New York’s program is a far cry from those in states such as California, which has hundreds of dispensaries, many with neon lights and display cases packed with smokable buds sporting names such as Candyland Kush and Cookie Wreck.
At the Columbia Care medical marijuana dispensary in downtown Manhattan, patients must pass through multiple layers of security just to get in the door. Every patient is assigned a specially trained pharmacist, who dispenses from a supply of marijuana extract capsules, oils and tinctures that is locked out of sight in an underground vault.
Medical researchers and academics are applauding New York’s restrictive approach. They say the state’s tight controls over prescribing, dosing and other aspects of the program will allow more reliable study of the efficacy of medical marijuana.
“They’re trying to put the medical back in medical marijuana and not make it the farce that it has become in some states,” said Edward M. Bednarczyk, the State University of New York at Buffalo’s pharmacy practice chair.
Columbia Care is among eight dispensaries to open their doors on Thursday, a year and a half after Governor Andrew Cuomo signed legislation authorizing the program, known as Compassionate Care NY.
Under the initiative, the state has licensed five organizations to manufacture and sell medical marijuana, with each allowed to operate four dispensaries. All of the dispensaries are expected to be up and running by the end of the month.
The program is strictly limited to patients with very serious and terminal illnesses, including cancer, HIV and AIDS, Parkinson’s disease and epilepsy.
Unlike all the other states that allow medical marijuana except Minnesota, New York prohibits marijuana for smoking. It allows the drug to be sold only in liquid or oil form for use in vaporizers and inhalers, or capsules taken orally. It also prohibits the cultivation of plants by patients.
In addition, New York requires a four-hour mandatory training course for physicians before they can certify patients and for pharmacists before they can dispense the drug, a requirement not mandated by other state programs, according to the National Conference of State Legislatures.

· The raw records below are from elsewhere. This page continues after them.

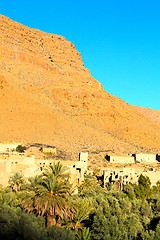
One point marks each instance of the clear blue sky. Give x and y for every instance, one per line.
x=119, y=40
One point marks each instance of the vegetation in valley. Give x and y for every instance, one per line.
x=46, y=207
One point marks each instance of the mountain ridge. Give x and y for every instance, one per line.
x=48, y=96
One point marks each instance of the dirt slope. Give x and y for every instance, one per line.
x=151, y=114
x=48, y=96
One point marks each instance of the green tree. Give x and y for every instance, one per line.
x=50, y=199
x=16, y=182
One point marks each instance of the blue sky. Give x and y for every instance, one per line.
x=119, y=40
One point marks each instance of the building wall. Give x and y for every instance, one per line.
x=8, y=147
x=141, y=157
x=126, y=175
x=50, y=150
x=120, y=159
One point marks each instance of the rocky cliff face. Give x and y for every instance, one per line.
x=48, y=96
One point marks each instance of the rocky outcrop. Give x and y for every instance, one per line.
x=48, y=96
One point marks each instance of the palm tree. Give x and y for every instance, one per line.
x=82, y=213
x=16, y=182
x=58, y=171
x=51, y=197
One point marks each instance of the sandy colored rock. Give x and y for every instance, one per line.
x=48, y=96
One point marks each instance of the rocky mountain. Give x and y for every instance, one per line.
x=48, y=96
x=152, y=114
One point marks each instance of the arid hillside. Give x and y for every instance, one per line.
x=151, y=114
x=48, y=96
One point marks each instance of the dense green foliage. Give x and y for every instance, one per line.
x=96, y=213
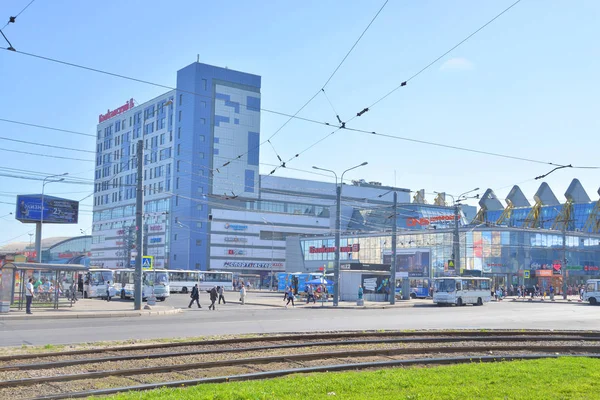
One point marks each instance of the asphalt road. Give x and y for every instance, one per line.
x=237, y=319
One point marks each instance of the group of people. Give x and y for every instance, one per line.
x=215, y=293
x=311, y=294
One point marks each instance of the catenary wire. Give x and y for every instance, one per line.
x=404, y=83
x=13, y=19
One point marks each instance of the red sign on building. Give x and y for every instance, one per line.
x=355, y=248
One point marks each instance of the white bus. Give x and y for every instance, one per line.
x=208, y=279
x=461, y=290
x=183, y=281
x=592, y=291
x=95, y=283
x=153, y=281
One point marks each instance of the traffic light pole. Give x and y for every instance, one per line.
x=392, y=284
x=139, y=240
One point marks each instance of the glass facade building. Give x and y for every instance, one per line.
x=501, y=253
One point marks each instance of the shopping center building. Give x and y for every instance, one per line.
x=514, y=244
x=205, y=204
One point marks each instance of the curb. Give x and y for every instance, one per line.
x=116, y=314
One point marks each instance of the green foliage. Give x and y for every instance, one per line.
x=563, y=378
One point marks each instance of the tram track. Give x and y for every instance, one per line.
x=270, y=356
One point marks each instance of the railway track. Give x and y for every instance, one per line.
x=83, y=373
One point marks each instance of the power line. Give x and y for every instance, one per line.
x=45, y=155
x=322, y=90
x=489, y=153
x=46, y=127
x=12, y=20
x=54, y=60
x=404, y=83
x=47, y=145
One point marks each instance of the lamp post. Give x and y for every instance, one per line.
x=272, y=250
x=338, y=228
x=38, y=226
x=189, y=240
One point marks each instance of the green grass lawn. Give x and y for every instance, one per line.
x=563, y=378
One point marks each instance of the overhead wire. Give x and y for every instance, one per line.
x=405, y=82
x=12, y=19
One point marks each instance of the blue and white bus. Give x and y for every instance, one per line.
x=154, y=281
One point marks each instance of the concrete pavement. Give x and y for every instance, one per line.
x=91, y=308
x=236, y=319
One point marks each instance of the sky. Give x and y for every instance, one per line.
x=525, y=86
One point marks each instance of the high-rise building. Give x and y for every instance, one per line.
x=205, y=204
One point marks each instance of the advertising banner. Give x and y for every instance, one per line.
x=55, y=209
x=414, y=262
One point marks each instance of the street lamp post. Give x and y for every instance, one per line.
x=38, y=226
x=338, y=228
x=456, y=240
x=272, y=250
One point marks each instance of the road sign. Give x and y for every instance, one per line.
x=147, y=262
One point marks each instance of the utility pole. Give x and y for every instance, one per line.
x=564, y=266
x=139, y=211
x=456, y=241
x=336, y=268
x=394, y=237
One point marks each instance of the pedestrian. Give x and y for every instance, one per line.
x=220, y=292
x=290, y=298
x=213, y=297
x=286, y=292
x=29, y=295
x=195, y=296
x=73, y=291
x=310, y=295
x=108, y=291
x=243, y=294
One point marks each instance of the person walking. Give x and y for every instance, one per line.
x=213, y=297
x=220, y=292
x=310, y=295
x=195, y=296
x=108, y=291
x=243, y=294
x=290, y=298
x=29, y=295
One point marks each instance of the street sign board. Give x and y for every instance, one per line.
x=55, y=210
x=147, y=262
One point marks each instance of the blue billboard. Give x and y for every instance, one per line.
x=56, y=210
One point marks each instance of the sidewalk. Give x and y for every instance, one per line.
x=557, y=299
x=274, y=299
x=90, y=308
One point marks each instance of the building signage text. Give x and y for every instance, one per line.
x=236, y=227
x=430, y=220
x=109, y=114
x=251, y=265
x=355, y=248
x=234, y=239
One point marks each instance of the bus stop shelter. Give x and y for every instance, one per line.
x=54, y=284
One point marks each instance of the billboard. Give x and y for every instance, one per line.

By permitting only refined marijuana extracts, not smokable crude plant or so-called edibles, the state is allowing for greater dosing standardization and purity, Bednarczyk said.
Researchers can refine plant extracts and separate chemicals in them in a way not possible when dealing with smokable marijuana flowers, he said.
The information the state’s Department of Health collects from patients, including dosing, will spur an area of medical research long hindered by the federal government, said Mark A.R. Kleiman, a professor of public policy at New York University.
“New York is going to be focused on doing some serious research and that seems like a good idea,” he said.
Even so, critics say New York has gone too far in limiting the types of patients allowed in the program and how those who qualify can use the drug.
Marijuana legalization advocacy groups, including the Drug Policy Alliance, have also said the small number of dispensaries will restrict patient access to the drug.
Advocates, however, concede that even limited access to marijuana is a step forward for their cause.
“At best, it could be seen as a half-step, but not a full step, to embracing the actual medical utility of cannabis,” said Paul Armentano, deputy director of the National Organization for the Reform of Marijuana Laws.